Ministro da Fazenda, Henrique Meirelles, e presidente da Câmara dos Deputados, Rodrigo Maia , em entrevista coltiva após reunião sobre projetos de interesse do governo a serem votados na Câmara (Foto: Elza Fiúza/Agência Brasil)
Ministro da Fazenda, Henrique Meirelles, e presidente da Câmara dos Deputados, Rodrigo Maia , em entrevista coltiva após reunião sobre projetos de interesse do governo a serem votados na Câmara (Foto: Elza Fiúza/Agência Brasil)

Após reunião com o presidente da Câmara dos Deputados, Rodrigo Maia (DEM-RJ), o ministro da Fazenda, Henrique Meirelles, disse que não há possibilidade de mudança e nem mesmo de discussão de mudança na Lei de Repatriação, aprovada em 2015 e sancionada em janeiro deste ano pela presidenta afastada Dilma Rousseff. Segundo ele, é importante que as regras atuais sejam mantidas e quaisquer dúvidas que os contribuintes tenham sobre a regularização desses recursos serão respondidas pela Receita Federal.

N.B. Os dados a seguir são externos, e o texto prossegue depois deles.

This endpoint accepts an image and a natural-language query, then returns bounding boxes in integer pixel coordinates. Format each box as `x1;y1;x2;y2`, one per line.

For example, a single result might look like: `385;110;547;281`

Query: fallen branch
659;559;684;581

‘A lei está aí para ficar’, disse Meirelles. “Chegamos à conclusão de que a Lei da Repatriação é um assunto que não deve e não tem condição de ser discutido. É preciso enfatizar a estabilidade das regras”, disse Meirelles na portaria do Ministério da Fazenda. “As dúvidas que surgirem serão respondidas pela Receita Federal”, completou.

Meirelles deixou claro que até mesmo a discussão sobre a possibilidade de alteração na lei nesse momento “é negativa” e também negou que essa discussão possa ocorrer no futuro. “A lei está aí para ficar. Os contribuintes devem ter segurança para fazer suas declarações”, afirmou.

Ajuste Fiscal

O ministro da Fazenda também relatou que, durante a reunião, Maia detalhou suas previsões para o andamento de votações importantes para o governo, como a da Proposta de Emenda à Constituição (PEC) que cria um limitador para o crescimento dos gastos. “Concordamos que a votação da PEC do teto dos gastos é essencial para o ajuste fiscal e para o retorno da confiança dos agentes econômicos, sejam consumidores ou empresários. A volta do investimento e da renda é uma prioridade para o governo.” A votação deve ocorrer até o mês de outubro.